整経を終えて糸がまとまったら、海藻を利用したイギスというものを用いて糊付けを行っていきます。イギスは糸をまとめるだけでなく、防虫作用や伸縮性の強化、艶出しなど、さまざまな効果を兼ね備えている優れものです。
そして、糸束の乾燥が終わると、図案に沿って糸を締めていきます。この作業は絣締めと呼ばれていて、大島紬特有の締め木が利用され、強い力をかけながら糸を固く織り込んでいくのが特徴です。
ここでようやくテーチ木の染料が登場し、糸を30回以上に分けて染めつつ泥田で揉み込んでいきます。
手間暇をかけた染色の工程が済んだら、続いて糸の加工が行われていきます。織締めをしている綿糸を切ると絣が露出し、絣を合わせながら糸を設計通りに織り込んでいくことで、大島紬の柄が織り成されていくのです。
しかし、織機の工程に入ってもまだまだ細かな作業が残っています。数センチを織るごとに手を止め、絣のズレを確認しつつ、それを適宜手縫いで修正していかなければなりません。この絣調整と呼ばれる作業が挟まってくるため、大島紬の織作業は一日に10センチ程度しか進めることができません。

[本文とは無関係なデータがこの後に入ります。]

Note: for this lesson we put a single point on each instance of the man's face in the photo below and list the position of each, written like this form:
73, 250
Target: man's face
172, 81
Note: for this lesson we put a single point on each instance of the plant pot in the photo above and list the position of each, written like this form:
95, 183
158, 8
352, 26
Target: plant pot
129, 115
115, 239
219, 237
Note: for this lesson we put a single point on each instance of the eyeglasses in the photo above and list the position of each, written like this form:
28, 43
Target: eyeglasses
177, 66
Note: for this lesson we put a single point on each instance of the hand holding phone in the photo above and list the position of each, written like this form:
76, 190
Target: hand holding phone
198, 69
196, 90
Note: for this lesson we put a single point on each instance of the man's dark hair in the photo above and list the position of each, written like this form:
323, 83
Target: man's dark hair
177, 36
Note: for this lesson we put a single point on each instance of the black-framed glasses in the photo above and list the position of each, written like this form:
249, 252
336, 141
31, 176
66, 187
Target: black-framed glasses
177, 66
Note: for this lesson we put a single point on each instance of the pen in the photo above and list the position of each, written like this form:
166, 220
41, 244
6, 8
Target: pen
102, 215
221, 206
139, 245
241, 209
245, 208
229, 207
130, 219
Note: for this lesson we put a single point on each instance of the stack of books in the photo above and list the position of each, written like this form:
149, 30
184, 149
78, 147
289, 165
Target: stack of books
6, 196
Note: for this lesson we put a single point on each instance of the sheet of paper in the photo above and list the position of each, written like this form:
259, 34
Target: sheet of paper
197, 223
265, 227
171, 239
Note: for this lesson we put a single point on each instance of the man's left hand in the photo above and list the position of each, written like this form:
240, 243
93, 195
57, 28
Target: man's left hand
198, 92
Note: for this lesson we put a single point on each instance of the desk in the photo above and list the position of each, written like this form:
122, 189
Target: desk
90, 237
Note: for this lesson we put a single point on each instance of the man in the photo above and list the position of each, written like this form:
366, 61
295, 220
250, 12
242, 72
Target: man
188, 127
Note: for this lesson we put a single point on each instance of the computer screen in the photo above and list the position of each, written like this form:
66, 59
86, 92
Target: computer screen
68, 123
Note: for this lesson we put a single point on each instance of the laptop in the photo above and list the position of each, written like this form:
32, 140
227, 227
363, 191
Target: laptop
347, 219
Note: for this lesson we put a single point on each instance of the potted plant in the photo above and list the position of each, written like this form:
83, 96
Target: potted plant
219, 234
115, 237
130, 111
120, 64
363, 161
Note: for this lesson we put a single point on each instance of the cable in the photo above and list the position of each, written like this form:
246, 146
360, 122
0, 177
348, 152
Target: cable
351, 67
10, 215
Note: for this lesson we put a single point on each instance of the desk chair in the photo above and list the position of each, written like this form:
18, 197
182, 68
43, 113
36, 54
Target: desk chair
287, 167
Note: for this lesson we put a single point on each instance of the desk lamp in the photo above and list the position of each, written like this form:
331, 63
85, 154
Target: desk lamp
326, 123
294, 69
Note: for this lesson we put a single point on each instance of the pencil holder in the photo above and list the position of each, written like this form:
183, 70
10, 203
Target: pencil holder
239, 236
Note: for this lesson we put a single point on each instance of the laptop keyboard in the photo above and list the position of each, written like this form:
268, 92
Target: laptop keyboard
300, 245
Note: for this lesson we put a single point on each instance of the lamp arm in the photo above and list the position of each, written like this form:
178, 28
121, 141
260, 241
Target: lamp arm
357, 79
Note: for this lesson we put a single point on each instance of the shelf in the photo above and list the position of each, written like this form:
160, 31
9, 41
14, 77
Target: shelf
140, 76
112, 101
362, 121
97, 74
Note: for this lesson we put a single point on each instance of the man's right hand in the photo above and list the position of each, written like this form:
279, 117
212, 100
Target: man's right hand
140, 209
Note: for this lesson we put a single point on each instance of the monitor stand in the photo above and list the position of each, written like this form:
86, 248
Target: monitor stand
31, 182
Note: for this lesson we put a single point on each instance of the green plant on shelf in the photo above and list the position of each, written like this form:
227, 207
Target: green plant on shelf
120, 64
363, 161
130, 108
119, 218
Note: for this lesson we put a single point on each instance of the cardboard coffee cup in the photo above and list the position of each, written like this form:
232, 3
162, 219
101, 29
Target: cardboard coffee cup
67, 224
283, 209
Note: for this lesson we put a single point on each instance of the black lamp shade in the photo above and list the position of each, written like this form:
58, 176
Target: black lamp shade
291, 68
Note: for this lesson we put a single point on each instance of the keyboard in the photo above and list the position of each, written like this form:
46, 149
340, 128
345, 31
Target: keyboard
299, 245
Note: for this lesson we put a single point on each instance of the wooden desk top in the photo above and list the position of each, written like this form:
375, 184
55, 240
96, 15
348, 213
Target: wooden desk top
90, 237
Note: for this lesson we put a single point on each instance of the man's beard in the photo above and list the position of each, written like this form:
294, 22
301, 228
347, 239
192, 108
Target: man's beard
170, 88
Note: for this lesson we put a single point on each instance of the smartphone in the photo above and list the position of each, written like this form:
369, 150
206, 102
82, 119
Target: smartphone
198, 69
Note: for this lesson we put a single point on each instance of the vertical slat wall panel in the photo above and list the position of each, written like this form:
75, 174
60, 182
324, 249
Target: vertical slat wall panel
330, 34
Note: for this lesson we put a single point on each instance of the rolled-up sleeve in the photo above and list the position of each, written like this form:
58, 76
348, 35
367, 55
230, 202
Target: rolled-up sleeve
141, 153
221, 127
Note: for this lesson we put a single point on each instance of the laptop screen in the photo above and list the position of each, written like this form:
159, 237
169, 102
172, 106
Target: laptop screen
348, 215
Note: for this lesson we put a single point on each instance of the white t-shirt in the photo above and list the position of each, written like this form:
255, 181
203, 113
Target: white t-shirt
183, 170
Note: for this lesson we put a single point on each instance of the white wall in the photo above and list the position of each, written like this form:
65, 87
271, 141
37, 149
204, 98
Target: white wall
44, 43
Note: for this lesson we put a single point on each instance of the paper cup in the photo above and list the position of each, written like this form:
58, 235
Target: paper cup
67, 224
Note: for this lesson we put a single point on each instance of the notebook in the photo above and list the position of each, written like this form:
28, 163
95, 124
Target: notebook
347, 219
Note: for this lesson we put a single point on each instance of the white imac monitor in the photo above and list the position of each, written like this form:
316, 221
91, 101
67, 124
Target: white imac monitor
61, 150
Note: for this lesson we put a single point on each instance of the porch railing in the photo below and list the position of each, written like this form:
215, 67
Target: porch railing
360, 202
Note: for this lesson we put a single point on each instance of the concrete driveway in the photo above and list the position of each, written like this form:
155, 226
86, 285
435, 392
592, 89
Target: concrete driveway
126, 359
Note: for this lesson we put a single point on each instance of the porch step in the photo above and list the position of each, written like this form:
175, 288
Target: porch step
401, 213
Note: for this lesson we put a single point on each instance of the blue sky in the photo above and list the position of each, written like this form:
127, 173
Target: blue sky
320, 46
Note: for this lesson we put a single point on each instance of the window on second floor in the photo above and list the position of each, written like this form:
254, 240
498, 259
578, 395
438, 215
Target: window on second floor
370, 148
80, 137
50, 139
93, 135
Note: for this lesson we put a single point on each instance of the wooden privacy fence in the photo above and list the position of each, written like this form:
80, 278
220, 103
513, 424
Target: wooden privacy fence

これらの気の遠くなりそうな細やかな作業によって、私たちの手元へ美しい大島紬が届けられているのです。数ヶ月から1年ほどの期間を費やし、ようやく完成した大島紬は、本場奄美大島紬協同組合による24項目の検品を受けた上、これに合格した後にようやく流通していくのです。
奄美大島の伝統産業を体験できる人気のツアー
ここまでの説明で、大島紬の希少性とその価値は理解していただけたのではないでしょうか。奄美大島に根付いた文化の一部である大島紬に触れれば、より土地を深く知り、味わうことができるでしょう。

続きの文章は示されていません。